Hi,
I'm running a 2-node-web-cluster on Almalinux-9, pacemaker 2.1.7, drbd9 and 
corosync 3.1.
I have trouble with the promoting and mounting of the drbd-device. After 
activating the cluster,
the drbd-device is not getting mounted and is showing quite fast an error 
message:

pacemaker-schedulerd[4879]: warning: Unexpected result (error: Couldn't mount 
device [/dev/drbd1] as /mnt/clusterfs) was recorded for start of Webcontent_FS 
on ...
pacemaker-schedulerd[4879]: warning: Webcontent_FS cannot run on kathie3 due to 
reaching migration threshold (clean up resource to allow again)
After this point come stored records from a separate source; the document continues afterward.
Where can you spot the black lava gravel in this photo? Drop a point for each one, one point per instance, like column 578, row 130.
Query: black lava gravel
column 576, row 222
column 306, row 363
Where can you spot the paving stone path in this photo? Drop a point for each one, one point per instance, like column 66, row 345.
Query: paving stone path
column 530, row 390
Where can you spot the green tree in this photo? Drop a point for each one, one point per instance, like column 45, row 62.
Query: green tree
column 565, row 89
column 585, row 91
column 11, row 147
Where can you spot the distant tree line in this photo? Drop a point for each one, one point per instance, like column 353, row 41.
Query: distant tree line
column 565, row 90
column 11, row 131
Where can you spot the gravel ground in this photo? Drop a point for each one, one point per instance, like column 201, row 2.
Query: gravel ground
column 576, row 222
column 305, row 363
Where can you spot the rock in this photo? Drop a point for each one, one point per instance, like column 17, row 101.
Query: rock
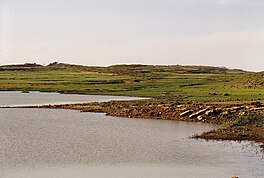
column 225, row 113
column 186, row 112
column 200, row 118
column 255, row 109
column 213, row 112
column 194, row 115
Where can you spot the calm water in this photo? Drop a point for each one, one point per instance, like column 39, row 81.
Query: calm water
column 41, row 143
column 14, row 98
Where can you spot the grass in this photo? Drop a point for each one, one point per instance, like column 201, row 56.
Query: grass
column 165, row 84
column 138, row 80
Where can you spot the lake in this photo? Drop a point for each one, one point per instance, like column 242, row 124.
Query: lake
column 40, row 143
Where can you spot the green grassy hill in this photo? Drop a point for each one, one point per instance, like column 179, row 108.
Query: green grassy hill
column 171, row 82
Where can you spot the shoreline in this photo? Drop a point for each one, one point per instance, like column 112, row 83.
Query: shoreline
column 214, row 113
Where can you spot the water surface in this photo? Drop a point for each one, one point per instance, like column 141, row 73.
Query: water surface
column 15, row 98
column 40, row 143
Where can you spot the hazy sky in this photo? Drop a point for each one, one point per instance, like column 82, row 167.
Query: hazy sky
column 103, row 32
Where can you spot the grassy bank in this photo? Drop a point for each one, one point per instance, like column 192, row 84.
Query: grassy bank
column 191, row 93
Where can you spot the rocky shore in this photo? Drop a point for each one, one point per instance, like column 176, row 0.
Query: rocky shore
column 216, row 113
It's like it's trying to mount the device, but the device is not ready yet.
The device is the drbd1 and I'm trying to mount it on /mnt/clusterfs. After the 
error occoured, and I do a "pcs resource cleanup" the cluster is able to mount 
it.
the drbd-resource is named webcontend_DRBD
the mounted filesystem is named webcontend_FS
All other resources like httpd and HA-IP's working like a charm.
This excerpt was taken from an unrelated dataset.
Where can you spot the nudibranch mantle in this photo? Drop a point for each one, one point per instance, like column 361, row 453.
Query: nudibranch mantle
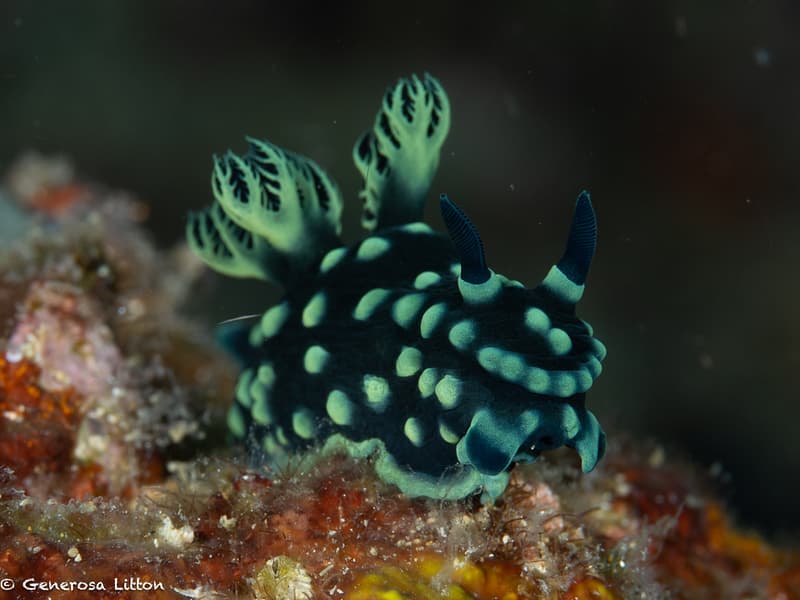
column 405, row 347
This is the log from the start of the cluster:

Oct 22 11:48:12 kathie3 pacemaker-controld[4880]: notice: State transition 
S_ELECTION -> S_INTEGRATION
Oct 22 11:48:13 kathie3 pacemaker-schedulerd[4879]: notice: Actions: Start      
HA-IP_1               (                        kathie3 )
Oct 22 11:48:13 kathie3 pacemaker-schedulerd[4879]: notice: Actions: Start      
HA-IP_2               (                        kathie3 )
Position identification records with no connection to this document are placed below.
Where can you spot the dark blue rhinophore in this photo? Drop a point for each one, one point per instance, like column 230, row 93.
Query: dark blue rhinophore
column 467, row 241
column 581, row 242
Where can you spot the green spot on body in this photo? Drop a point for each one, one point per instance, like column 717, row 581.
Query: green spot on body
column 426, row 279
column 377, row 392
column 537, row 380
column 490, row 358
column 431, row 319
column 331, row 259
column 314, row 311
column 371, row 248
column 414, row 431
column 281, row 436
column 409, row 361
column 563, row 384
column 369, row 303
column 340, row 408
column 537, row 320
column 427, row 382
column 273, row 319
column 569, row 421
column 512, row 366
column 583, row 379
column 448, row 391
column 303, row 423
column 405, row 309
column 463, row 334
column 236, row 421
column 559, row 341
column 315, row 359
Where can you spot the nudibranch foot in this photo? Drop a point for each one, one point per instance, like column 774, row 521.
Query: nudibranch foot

Oct 22 11:48:13 kathie3 pacemaker-schedulerd[4879]: notice: Actions: Start      
HA-IP_3               (                        kathie3 )
Oct 22 11:48:13 kathie3 pacemaker-schedulerd[4879]: notice: Actions: Start      
Webcontent_DRBD:0     (                        kathie3 )
Oct 22 11:48:13 kathie3 pacemaker-schedulerd[4879]: notice: Actions: Start      
Webcontent_FS         (                        kathie3 )
Oct 22 11:48:13 kathie3 pacemaker-schedulerd[4879]: notice: Actions: Start      
ping_fw:0             (                        kathie3 )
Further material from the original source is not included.